For a calm evening watching green hills and the evening traffic below, stay at International Hotel. At the right time, hit the hotel’s Revolution Nightclub. Out on the street, Njeiforbi is buzzing with night revellers. Up at T-Junction, Bonanjo is filling up with people and Candy Shop opposite is ready for business. If eating at 5am is your thing, celebrate the sunrise with hot pepper soup at Bonanjo. Ride to Chairman’s Pork (near the home of the Chairman of the Social Democratic Front, Cameroon’s main opposition party) at Ntarinkon to kill your hangover.

Pro tip: Legend demands that you eat early-morning fried spaghetti and eggs at Mami Loveline. Join the queue at Mobile Nkwen.

Day two

Morning: Start fresh, take it easy

Start your day with local coffee and breakfast at PresCafe on Commercial Avenue. Breathe in Bamenda’s fresh air with a seat outside and buy some local crafts. Ride to Spee Arts Gallery to see the work of the late master Sunday Nzante Spee. Bamenda’s most famous artist trained many students at his workshop, which is now run by his son Kari Nzante.

Pro tip: Buy colourful bracelets and necklaces from the vendors along Commercial Avenue. They’re made with beads, plastic and cowries and can be customised to add your name or a message.

Commercial Avenue is busy on weekdays and Saturdays | © Tony Vinyoh

Afternoon: Eat achu at Mile 4 and climb a tree

You haven’t really been to Bamenda if you’ve not experienced its famous achu spots. Mile 4 is the best place to go for achu (pounded cocoyams with a traditional yellow soup) served with abundant meat. After a heavy meal, relax over a drink and chat with locals. Continue to Mile 6 to enjoy a drink in a tree bar at Asa-Neh Resort. The place rents out a well-equipped tree house.

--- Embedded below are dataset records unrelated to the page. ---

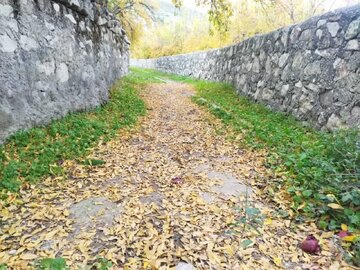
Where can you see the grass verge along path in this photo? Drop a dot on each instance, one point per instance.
(319, 170)
(30, 155)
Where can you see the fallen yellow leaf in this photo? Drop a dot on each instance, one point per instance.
(349, 238)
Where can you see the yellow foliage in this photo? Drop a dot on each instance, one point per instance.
(189, 32)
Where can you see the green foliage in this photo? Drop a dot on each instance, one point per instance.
(93, 162)
(52, 264)
(229, 22)
(60, 264)
(30, 155)
(102, 264)
(320, 167)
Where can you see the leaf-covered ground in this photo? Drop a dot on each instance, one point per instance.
(171, 192)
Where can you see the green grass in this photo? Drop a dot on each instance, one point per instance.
(321, 167)
(29, 156)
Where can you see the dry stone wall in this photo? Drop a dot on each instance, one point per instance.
(56, 56)
(310, 70)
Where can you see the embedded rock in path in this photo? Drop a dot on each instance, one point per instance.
(93, 213)
(184, 266)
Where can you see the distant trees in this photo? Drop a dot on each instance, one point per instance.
(186, 32)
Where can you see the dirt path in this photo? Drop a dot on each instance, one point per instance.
(171, 194)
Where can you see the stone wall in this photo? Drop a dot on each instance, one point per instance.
(56, 56)
(310, 70)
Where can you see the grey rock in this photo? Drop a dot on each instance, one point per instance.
(230, 186)
(28, 43)
(333, 28)
(43, 59)
(93, 213)
(353, 29)
(326, 99)
(184, 266)
(71, 18)
(308, 70)
(6, 10)
(283, 59)
(62, 73)
(7, 44)
(321, 23)
(47, 67)
(353, 45)
(334, 122)
(56, 7)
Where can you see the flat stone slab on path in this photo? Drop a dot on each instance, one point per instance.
(93, 213)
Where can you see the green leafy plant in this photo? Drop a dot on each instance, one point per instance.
(52, 264)
(28, 156)
(102, 264)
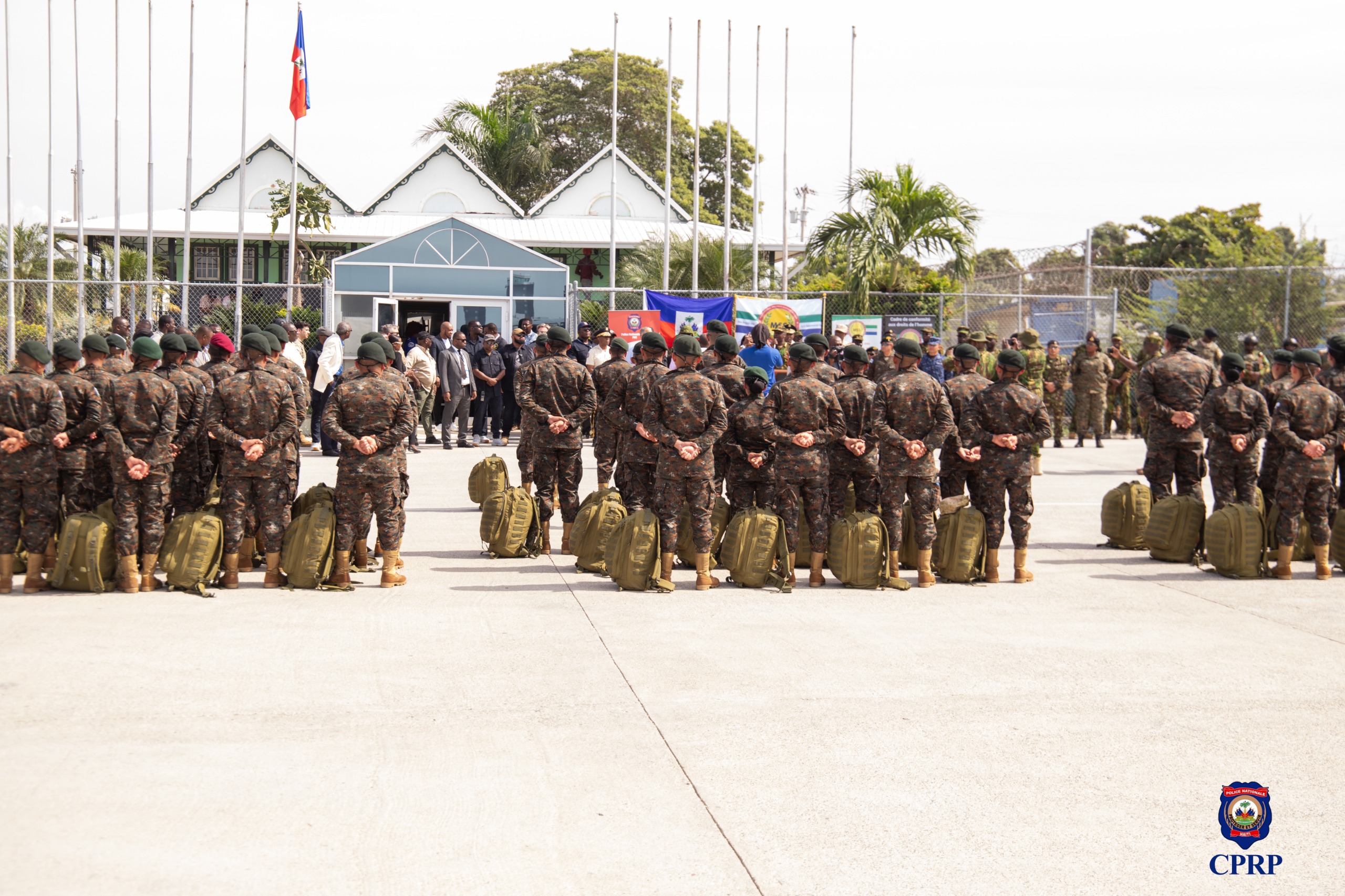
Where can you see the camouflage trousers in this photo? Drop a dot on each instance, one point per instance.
(990, 501)
(925, 499)
(139, 506)
(817, 505)
(560, 467)
(356, 499)
(258, 499)
(696, 494)
(37, 501)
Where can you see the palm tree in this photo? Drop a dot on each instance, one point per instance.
(502, 140)
(894, 218)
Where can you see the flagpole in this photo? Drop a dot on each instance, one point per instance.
(668, 167)
(186, 224)
(243, 192)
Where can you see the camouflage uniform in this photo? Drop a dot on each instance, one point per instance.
(854, 393)
(369, 485)
(625, 408)
(686, 407)
(803, 404)
(955, 474)
(748, 485)
(1005, 408)
(606, 443)
(84, 416)
(140, 422)
(557, 387)
(1234, 409)
(909, 407)
(1178, 381)
(1305, 412)
(33, 405)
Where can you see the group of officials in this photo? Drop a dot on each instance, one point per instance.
(144, 428)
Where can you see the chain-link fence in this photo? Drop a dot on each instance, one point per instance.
(51, 310)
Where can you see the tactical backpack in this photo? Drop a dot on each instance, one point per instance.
(753, 549)
(633, 554)
(959, 545)
(87, 559)
(193, 548)
(1125, 514)
(599, 517)
(686, 544)
(488, 478)
(1175, 528)
(1235, 541)
(308, 550)
(510, 526)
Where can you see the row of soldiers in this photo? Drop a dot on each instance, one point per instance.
(142, 427)
(677, 436)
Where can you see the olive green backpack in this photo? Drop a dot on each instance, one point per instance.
(753, 549)
(599, 517)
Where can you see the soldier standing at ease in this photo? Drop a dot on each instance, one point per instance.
(802, 418)
(1310, 424)
(33, 415)
(959, 462)
(1171, 391)
(625, 408)
(139, 424)
(911, 418)
(1234, 418)
(369, 415)
(558, 394)
(751, 477)
(854, 458)
(1002, 422)
(686, 418)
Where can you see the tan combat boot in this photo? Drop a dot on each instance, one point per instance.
(390, 576)
(340, 571)
(1284, 563)
(147, 574)
(275, 579)
(704, 580)
(925, 576)
(1020, 566)
(229, 574)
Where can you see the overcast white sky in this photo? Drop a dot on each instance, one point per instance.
(1050, 116)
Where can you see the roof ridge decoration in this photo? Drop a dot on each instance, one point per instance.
(271, 143)
(591, 164)
(447, 147)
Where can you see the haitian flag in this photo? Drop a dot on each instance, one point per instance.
(676, 311)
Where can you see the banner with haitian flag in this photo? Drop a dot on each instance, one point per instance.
(678, 311)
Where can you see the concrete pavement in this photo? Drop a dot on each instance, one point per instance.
(513, 727)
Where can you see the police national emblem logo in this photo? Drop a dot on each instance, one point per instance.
(1245, 813)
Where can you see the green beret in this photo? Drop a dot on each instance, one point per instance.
(66, 349)
(966, 351)
(907, 348)
(686, 345)
(257, 342)
(371, 351)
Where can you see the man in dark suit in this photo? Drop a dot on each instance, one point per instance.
(457, 389)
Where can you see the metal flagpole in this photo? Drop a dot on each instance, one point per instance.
(668, 169)
(611, 237)
(243, 193)
(186, 221)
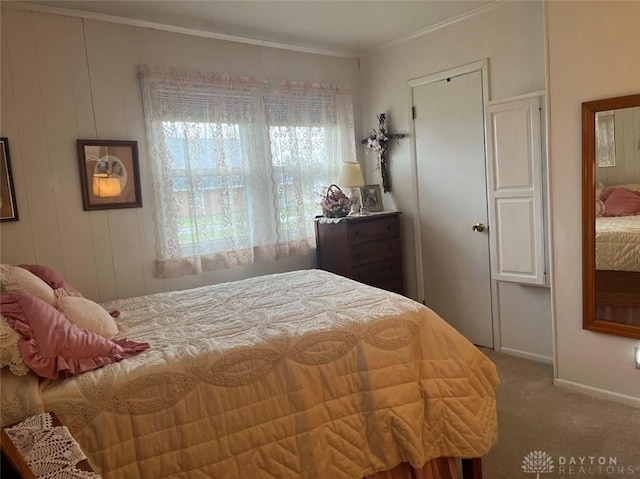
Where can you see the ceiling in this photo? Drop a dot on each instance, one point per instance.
(330, 26)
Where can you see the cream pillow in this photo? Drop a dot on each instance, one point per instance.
(20, 281)
(88, 315)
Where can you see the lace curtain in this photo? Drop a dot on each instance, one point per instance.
(238, 165)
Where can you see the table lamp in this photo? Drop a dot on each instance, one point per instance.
(351, 180)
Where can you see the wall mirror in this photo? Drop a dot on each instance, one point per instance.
(611, 215)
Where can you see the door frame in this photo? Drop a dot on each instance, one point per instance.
(481, 66)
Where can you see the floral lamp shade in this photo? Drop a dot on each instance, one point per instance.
(351, 175)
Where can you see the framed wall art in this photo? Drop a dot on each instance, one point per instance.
(109, 174)
(371, 198)
(8, 207)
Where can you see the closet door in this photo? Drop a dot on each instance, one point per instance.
(452, 197)
(515, 191)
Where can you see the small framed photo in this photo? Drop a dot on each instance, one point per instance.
(371, 198)
(8, 207)
(109, 174)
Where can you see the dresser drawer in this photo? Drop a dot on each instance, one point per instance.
(376, 251)
(378, 229)
(374, 273)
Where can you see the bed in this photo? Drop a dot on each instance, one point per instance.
(301, 374)
(617, 275)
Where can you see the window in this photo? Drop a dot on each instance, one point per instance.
(239, 165)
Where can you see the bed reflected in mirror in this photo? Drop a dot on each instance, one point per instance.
(611, 215)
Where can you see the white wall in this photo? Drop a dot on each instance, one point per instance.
(593, 54)
(511, 36)
(66, 78)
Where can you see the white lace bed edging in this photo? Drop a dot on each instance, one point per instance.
(50, 451)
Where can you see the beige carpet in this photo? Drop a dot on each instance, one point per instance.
(534, 415)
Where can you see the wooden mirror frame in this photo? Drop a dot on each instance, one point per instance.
(589, 320)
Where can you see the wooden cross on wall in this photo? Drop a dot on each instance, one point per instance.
(378, 142)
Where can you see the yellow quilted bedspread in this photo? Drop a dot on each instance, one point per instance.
(303, 374)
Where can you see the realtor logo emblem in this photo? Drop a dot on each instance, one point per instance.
(537, 462)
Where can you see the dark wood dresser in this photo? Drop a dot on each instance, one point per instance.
(365, 248)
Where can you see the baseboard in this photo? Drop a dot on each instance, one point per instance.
(525, 355)
(598, 393)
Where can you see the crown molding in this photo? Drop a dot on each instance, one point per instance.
(438, 26)
(105, 17)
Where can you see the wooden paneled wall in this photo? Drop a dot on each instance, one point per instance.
(65, 78)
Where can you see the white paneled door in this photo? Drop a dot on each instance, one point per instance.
(452, 196)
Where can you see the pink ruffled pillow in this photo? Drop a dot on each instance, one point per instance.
(50, 277)
(622, 202)
(52, 345)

Pro tip: Good palm wine is sold just around the corner, and there’s always a lively crowd at the bar below.

Achu can be a bit tricky to eat for the uninitiated | © Kewan M Fombong

Evening: Discover Le Biberon

There are many bars at Foncha Junction, but Le Biberon will give you the best local experience with its crafted design, great music and light dishes. Here, you can enjoy pepper soup, mushroom salad, chicken and organic vegetables.

Pro tip: It’s the best place in town for a date, with good food and great music.

Evenings spent at this bistro will stay with you | © Tony Vinyoh

You’ll be tempted to spend all your evening at Le Biberon, especially if you’ve got great company, but Chambo has been around for ages and its terrace and grill are worth trying. If you don’t mind loud music, Njeiforbi will make your head ring; Aruna is a great fish restaurant. You can also hop on a bike to New Road Junction and visit one of the biggest bars in the country at Dreamland Nkwen. On Saturday evenings the place is so busy it looks as if beer is free. Drinks at the top floor are more expensive. For an intimate experience, try Bonapriso, a couple of minutes away. Eat Mami Stella’s delicious tilapia with a good view of the road.

Pro tip: While you’re jumping and dancing, remember to find out if there’s a curfew.